Unlike some other Hungarian translations of texts, this one by John Batki, a scholar who left Hungary as a teenager, manages to render into very colloquial but never casual English what must be marvelous Magyar prose. Szep's style evidently is cosmopolitan, with a snap and joie de vivre that persists despite his subject matter. Imagine a less taciturn, more convivial counterpart to Primo Levi. My only withholding of a fifth star in the rating: a stereotypically verbose and clumsily experimental preface by Dezso Tandori that reminds me of the worst of translated Hungarian stylists too enamoured of their own cleverness to remember their reader's attention span. Stick with Szep's own "autobiographical statement" and Batki's remarks. How I wish Szep had written much more! (1884-1953)

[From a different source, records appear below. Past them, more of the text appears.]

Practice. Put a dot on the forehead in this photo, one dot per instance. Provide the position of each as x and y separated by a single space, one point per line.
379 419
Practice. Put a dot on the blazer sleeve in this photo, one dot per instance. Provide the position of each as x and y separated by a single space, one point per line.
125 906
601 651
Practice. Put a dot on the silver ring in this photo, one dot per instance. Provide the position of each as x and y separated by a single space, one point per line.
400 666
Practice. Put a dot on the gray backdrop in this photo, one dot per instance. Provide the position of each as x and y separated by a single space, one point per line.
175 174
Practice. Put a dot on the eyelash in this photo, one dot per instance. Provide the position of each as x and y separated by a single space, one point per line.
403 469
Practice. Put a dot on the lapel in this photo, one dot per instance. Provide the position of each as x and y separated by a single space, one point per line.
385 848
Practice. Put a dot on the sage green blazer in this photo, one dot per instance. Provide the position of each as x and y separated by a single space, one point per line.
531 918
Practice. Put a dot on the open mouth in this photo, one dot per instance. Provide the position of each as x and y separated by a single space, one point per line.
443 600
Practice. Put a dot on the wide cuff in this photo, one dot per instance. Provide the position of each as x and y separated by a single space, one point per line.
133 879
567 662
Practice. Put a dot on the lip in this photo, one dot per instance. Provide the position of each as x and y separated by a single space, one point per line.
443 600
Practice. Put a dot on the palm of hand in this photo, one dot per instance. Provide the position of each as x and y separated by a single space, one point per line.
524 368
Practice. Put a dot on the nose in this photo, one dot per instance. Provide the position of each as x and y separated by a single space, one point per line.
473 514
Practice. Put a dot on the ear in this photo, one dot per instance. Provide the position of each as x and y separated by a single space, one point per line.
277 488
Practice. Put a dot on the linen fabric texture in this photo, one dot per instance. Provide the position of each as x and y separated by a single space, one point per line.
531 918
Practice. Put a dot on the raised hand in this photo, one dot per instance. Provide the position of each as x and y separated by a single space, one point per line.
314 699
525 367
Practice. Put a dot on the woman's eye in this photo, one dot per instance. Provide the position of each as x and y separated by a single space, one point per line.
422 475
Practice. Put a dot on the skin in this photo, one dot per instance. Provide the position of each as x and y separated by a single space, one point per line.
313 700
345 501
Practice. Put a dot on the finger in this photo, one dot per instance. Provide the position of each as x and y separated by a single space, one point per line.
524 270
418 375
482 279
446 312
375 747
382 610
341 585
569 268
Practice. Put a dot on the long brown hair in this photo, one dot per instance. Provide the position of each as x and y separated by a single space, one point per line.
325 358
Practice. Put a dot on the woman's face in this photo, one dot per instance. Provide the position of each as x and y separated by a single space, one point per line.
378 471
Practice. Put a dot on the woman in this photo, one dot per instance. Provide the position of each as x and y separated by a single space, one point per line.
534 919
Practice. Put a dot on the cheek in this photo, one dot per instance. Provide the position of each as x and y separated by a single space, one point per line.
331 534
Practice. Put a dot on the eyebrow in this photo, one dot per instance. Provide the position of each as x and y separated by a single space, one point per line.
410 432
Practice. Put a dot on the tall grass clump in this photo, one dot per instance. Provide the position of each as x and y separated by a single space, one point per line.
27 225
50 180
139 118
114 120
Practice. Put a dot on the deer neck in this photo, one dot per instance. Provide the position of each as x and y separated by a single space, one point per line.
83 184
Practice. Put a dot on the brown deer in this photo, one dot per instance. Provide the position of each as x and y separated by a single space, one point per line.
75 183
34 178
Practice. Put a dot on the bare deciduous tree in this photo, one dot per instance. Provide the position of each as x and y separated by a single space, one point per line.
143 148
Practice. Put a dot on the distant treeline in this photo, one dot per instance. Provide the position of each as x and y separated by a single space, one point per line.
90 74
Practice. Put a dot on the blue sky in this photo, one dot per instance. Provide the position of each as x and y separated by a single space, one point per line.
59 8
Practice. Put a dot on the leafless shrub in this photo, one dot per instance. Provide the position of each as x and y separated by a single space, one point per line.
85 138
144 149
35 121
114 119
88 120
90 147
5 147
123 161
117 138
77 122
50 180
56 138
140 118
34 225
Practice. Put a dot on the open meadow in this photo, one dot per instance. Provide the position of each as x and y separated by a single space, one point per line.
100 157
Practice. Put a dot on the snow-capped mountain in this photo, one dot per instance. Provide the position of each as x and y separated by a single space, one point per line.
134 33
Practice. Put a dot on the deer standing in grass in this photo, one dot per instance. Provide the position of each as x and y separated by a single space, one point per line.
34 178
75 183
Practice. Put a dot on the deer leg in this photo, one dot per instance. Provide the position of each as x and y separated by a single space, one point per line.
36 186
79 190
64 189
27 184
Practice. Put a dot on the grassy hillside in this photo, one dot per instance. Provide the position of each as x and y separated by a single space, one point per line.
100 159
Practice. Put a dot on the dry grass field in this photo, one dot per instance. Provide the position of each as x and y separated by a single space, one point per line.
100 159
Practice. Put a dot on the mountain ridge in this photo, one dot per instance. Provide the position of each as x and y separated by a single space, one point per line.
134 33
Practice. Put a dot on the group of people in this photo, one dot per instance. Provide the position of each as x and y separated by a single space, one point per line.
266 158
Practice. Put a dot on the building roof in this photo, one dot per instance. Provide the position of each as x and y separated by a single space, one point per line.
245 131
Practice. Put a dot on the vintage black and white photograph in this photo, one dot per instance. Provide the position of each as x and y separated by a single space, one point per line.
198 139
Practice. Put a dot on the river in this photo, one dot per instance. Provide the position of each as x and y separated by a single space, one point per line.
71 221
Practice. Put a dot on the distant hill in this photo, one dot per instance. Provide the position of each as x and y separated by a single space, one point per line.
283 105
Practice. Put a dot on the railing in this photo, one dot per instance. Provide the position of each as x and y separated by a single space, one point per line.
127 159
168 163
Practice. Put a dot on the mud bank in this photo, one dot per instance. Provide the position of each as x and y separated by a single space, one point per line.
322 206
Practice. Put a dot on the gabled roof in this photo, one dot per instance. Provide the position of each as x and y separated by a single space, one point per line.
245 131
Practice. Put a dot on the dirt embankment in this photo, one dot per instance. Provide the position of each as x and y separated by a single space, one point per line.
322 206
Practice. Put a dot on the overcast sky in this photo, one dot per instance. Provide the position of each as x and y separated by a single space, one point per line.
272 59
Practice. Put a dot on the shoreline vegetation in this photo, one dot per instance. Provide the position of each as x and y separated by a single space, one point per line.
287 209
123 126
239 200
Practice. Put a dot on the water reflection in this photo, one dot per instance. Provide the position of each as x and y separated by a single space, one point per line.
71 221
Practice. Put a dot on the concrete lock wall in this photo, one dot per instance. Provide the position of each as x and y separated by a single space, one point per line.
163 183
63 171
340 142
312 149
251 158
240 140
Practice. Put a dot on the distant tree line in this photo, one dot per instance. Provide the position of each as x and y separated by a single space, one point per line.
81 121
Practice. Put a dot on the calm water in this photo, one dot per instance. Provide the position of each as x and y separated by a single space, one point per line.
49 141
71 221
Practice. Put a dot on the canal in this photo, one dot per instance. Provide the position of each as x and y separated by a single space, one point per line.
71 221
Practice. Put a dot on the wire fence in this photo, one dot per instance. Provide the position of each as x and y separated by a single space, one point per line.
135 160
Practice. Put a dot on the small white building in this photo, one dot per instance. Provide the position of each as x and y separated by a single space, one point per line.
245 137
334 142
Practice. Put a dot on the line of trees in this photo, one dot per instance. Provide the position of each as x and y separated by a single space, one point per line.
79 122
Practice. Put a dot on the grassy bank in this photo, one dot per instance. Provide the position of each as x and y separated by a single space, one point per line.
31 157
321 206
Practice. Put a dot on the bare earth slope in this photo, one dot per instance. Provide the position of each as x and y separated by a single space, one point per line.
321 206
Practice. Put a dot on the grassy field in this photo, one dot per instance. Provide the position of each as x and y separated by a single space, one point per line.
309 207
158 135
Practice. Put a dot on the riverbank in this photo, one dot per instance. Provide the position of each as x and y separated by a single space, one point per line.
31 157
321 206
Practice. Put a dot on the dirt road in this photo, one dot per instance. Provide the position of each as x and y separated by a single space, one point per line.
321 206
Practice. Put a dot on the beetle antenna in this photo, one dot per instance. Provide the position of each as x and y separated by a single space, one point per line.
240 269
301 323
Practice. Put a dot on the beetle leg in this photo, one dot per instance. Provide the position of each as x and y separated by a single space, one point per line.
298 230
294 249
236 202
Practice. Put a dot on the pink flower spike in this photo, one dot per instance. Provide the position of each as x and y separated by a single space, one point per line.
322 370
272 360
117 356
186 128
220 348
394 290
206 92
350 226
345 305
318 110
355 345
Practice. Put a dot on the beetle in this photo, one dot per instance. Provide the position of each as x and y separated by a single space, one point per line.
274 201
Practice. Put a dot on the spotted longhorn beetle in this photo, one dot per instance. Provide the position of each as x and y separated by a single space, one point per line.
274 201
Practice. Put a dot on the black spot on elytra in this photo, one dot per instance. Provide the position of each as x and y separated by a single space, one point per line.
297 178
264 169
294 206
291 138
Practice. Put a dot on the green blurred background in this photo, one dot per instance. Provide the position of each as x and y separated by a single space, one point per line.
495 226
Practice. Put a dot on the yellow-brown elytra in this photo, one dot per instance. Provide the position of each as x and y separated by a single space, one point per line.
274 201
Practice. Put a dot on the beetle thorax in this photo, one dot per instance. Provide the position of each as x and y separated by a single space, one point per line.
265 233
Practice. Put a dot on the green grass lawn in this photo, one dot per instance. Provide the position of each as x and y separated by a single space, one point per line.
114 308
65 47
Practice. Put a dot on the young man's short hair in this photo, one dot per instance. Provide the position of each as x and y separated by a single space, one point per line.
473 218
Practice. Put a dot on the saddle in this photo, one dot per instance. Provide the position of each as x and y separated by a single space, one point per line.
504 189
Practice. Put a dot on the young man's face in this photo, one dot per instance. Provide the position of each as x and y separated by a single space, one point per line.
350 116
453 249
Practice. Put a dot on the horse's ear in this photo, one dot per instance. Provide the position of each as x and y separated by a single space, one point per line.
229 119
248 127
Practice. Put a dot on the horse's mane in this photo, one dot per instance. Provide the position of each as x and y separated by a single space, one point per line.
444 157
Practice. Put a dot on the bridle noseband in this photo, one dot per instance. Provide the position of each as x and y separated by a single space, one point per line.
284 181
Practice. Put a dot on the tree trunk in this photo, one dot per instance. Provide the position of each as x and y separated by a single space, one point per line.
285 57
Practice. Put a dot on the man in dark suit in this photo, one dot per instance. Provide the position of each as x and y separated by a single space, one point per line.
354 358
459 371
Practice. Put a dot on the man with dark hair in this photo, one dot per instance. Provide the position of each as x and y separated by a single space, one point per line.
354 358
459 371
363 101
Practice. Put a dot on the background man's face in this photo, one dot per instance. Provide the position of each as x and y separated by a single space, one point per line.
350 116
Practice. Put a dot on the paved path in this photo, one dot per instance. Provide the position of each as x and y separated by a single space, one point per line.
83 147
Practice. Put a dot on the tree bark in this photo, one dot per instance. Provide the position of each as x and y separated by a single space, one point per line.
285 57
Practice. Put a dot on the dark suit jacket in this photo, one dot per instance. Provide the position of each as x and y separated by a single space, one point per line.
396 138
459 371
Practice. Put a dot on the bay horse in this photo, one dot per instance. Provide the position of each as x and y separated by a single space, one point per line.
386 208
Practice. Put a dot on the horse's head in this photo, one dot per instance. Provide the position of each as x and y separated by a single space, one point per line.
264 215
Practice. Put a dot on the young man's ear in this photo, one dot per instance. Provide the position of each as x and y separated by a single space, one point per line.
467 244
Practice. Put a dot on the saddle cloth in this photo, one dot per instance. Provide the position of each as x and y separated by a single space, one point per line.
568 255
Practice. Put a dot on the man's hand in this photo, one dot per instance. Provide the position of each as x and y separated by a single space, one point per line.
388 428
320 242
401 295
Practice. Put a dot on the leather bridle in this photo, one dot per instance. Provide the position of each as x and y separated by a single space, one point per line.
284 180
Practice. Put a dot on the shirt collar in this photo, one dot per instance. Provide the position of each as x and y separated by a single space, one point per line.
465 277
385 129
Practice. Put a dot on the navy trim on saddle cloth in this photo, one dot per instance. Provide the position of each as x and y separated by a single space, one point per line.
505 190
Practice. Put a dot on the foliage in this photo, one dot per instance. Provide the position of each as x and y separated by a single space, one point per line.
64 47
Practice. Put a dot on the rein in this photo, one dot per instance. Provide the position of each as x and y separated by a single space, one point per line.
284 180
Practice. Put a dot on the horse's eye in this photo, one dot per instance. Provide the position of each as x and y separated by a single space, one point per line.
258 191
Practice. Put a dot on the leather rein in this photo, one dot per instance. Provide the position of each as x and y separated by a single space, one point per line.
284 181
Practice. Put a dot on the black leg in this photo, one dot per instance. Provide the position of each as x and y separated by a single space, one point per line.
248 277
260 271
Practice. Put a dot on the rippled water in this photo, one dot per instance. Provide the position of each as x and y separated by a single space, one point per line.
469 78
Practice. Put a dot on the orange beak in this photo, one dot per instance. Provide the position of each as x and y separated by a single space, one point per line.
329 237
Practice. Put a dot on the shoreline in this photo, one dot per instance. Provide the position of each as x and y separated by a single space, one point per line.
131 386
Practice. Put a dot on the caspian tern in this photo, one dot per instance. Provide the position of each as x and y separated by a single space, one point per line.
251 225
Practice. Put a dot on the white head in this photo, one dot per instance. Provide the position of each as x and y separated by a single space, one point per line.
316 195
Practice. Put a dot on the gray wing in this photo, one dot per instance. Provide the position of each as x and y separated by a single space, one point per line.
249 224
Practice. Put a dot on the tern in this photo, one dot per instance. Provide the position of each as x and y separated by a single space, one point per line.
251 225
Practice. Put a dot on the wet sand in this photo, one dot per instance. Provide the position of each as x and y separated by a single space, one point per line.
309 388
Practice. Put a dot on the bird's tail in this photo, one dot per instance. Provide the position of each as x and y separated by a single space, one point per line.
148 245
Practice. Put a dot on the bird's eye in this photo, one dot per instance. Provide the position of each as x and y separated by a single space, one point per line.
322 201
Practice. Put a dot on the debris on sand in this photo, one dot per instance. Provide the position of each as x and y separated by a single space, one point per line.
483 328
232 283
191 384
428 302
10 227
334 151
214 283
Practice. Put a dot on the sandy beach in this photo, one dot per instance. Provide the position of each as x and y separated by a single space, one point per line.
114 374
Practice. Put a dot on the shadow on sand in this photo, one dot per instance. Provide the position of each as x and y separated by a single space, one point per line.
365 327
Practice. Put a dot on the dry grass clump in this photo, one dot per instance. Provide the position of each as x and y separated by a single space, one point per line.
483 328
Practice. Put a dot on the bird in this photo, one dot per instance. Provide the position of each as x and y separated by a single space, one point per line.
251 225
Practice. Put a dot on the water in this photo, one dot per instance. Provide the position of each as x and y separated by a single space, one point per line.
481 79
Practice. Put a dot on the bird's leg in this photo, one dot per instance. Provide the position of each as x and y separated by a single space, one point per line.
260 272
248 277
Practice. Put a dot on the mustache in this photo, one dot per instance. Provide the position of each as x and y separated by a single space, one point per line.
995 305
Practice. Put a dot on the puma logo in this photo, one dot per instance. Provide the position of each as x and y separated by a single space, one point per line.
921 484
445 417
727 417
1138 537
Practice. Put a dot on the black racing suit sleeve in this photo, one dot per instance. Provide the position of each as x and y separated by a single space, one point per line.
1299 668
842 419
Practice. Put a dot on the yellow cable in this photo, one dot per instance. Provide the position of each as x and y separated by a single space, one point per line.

Parts of his story shed new light on old events: the process by which were extended, denied, and re-extended passes by the Swedish (although Raoul Wallenberg's not mentioned by name--perhaps postwar Hungarian censorship may have been a factor?) and Spanish embassies; the fate of those who had grown up entirely Christian by birth and belief but had Jewish grandparents; the more recent converts hoping the excape the yellow star; and the printers. In this last vignette, Szep wonders why that largely socialist union, in WWI, allowed its members to produce so much propaganda for the capitalists. If they had simply refused to print the disortions of the ruling class, Szep muses, perhaps war would have been averted. Hmmm.